For our biogeographical analysis, we used our previously published dataset (Hill et al. 2022, 2023), which contains 218 samples from over 80 sites across Papua New Guinea and its satellite islands (Fig. 2), spanning a majority of the geographic extent of Asterophryinae, and reasonably representing the known geographic diversity (Fig. 1). Importantly, this geographic sampling includes all five tectonic sectors of mainland New Guinea as well as the majority of taxa from several satellite islands where Asterophryinae diversity is high (Normanby and Fergusson of the D’Entrecasteux Islands, Misima, Rossel, and Sudest Islands of the Louisiade Archipelago, Woodlark Island, and New Britain Island), with two samples each from the Philippines and Sulawesi, Indonesia.

Fig. 2.

Five major geological regions of NG that illustrate accretion history. The island of New Guinea has a composite history with multiple geologic terranes alagamating to form the large island. The geologic terranes of New Guinea are labeled following Davies (2012): the East Papua Composite Terrane, the Accreted Terranes, the Fold Belt, the Australian Craton, and the Vogelkop Peninsula. Sampling sites across PNG and satellite islands are indicated by numbers, with insets showing detail for sites that are clustered. Site names, GPS coordinates, and metadata are provided in Table 1 of Hill et al. (2023).

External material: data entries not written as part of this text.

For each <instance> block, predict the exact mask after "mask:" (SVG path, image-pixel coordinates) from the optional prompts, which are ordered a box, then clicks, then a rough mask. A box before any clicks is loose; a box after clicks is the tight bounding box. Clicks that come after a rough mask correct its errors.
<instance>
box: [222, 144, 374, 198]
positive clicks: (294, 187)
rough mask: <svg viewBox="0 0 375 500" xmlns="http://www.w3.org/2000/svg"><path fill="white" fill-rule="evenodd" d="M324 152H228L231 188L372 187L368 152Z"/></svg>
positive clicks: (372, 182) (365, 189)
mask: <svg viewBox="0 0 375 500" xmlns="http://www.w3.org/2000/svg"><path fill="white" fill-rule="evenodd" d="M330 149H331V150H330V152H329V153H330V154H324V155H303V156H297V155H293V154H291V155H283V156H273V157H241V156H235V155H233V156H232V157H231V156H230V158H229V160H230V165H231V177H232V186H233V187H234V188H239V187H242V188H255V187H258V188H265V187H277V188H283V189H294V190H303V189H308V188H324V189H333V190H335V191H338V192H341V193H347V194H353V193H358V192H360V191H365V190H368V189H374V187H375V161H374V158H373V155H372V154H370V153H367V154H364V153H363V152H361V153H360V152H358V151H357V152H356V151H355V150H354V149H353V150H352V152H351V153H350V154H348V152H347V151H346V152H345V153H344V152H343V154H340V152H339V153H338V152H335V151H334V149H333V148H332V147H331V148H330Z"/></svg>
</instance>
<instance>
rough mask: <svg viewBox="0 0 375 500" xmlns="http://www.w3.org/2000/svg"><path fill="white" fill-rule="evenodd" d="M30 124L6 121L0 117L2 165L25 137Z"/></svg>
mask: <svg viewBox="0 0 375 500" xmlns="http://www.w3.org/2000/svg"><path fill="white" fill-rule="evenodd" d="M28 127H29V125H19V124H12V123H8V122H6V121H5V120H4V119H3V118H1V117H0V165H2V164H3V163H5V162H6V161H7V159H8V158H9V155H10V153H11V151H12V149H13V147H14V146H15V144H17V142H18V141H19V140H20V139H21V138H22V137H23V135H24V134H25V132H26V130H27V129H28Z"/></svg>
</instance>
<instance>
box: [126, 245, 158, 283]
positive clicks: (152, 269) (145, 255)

We used the time-calibrated Asterophryinae phylogeny of Hill et al. (2022, 2023), which contains 218 tips and is the largest and most comprehensive phylogenetic effort for this subfamily to date. Time-calibration was made using widely-agreed upon geological references, specifically the isolation of the islands that form the Louisiade Archipelago (6–4 Ma) and the opening of the Woodlark Basin (6–5 Ma, Hill et al. 1992; Davies et al. 1997; Baldwin et al. 2012; Wallace et al. 2014; Webb et al. 2014); see Hill et al. (2022) and Rivera et al. (2017) for further explanation. Although no fossil data are available for Asterophryinae, the age of the tree is corroborated by the independent analysis of Feng et al. (2017), who recovered a 20-M-year old age estimate for Asterophryinae using 20 fossil age constraints from older amphibian groups.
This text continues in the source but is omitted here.